The dream plays a large part in making of mice and men a tragedy. The dream is the one thing that makes the situation the men are in at all bearable. However no men before ever achieved the dream and with George and Lennie from the start it seems inevitable that their dream in the end will too fail. The dream is built up to the point where it seems it couldn’t fail. George had not believed it at first treating it like a story; he tells it ‘rhythmically as though he had said them many times before,’ However When Candy joins the dream it becomes a reality; he says:
‘I bet we could swing her!’ The fact that the dream has been built up so much, like a fairy tale in which these men escape the society they hate, makes it more tragic when they lose it.
There is an inevitability that Lennie will end up doing something really dangerous. At the start of the book he kills the mice, then he breaks Curley's hand and then he kills the dog. The book is building up to a climax we know that even when George thinks it will happen as he says to Lennie:
‘If you jus happen to get into trouble like you did before come and hide in the brush,’ We retain sympathy for Lennie. Steinbeck doesn’t want us to see Lennie as dangerous and horrible. His simple childlike unawareness makes us always realise that when Lennie does something bad he doesn’t realise. He has no control of idea of his own strength. This makes his death seem very tragic we don’t feel like he deserves to die even if killing him was the right thing for George to do.
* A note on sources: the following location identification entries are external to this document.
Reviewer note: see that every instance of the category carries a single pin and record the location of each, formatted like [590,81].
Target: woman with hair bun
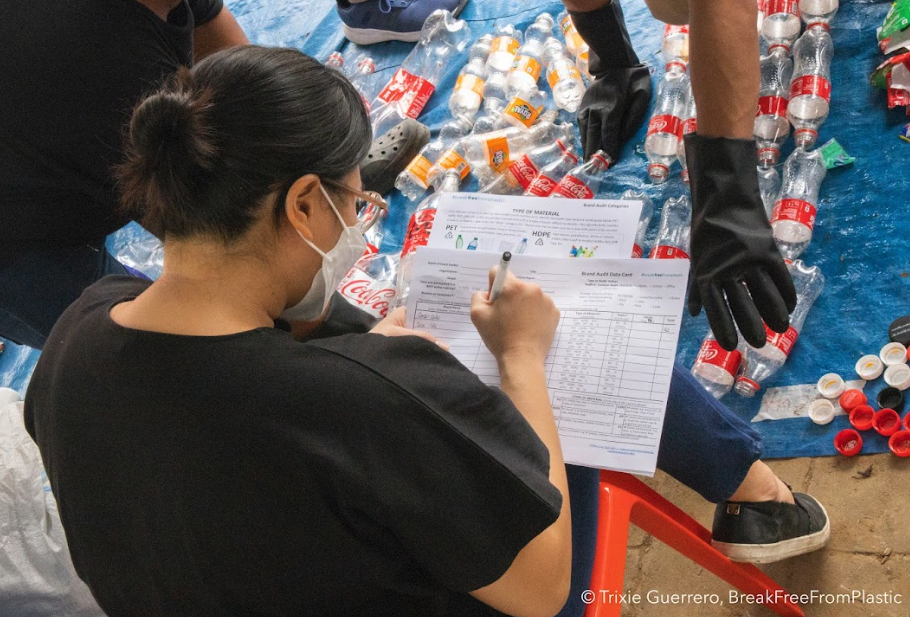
[207,462]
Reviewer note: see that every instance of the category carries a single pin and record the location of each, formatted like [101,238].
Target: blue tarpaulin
[860,238]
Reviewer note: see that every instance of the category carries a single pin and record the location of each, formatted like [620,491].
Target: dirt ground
[868,500]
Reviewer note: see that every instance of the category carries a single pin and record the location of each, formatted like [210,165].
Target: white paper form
[535,225]
[609,369]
The imagery used in of mice and men makes it a tragedy. The constant reference to Lennie as a ‘bear’ and his ‘paws’ make us realise that Lennie is little more than an animal, which makes the foreshadowing with Candy’s dog more effective. The reference to animals also incorporates survival of the fittest, Lennie like is not clever enough to survive and in the end he is killed because of this. Steinbeck uses a method of starting and ending chapters and the whole book with the same image. We see this in chapter four with Crooks. The thee men cover a lot of ground and start to break down prejudices when they talk to each other. However Curley's wife breaks it up by reminding Crooks of his place in an unchanging society. Crooks is left ‘rubbing his back’ the same lonely activity he was doing at the start of the chapter. Steinbeck is showing the reader that whatever happens society and prejudice stay unchanged.
The title of the book ‘of mice and men’ illustrates the feeling of the book. It is from a poem by Burn. The poem talks about a field mouse trying to survive. It is about trying to survive over a greater force and how this goes wrong. This is foreshadowing what will happen later in the book. This makes the failure of the dream seem inevitable which helps to make ‘of mice and men’ a tragedy.
Curley’s wife’s life was tragic. She had dreams of doing things she clearly would never achieve and spent her life unhappy and disliked. Steinbeck wants to tell the reader about how American Society in itself was a tragedy. By using the techniques talked about above he can enforce his point by making ‘of mice and men’ a tragedy.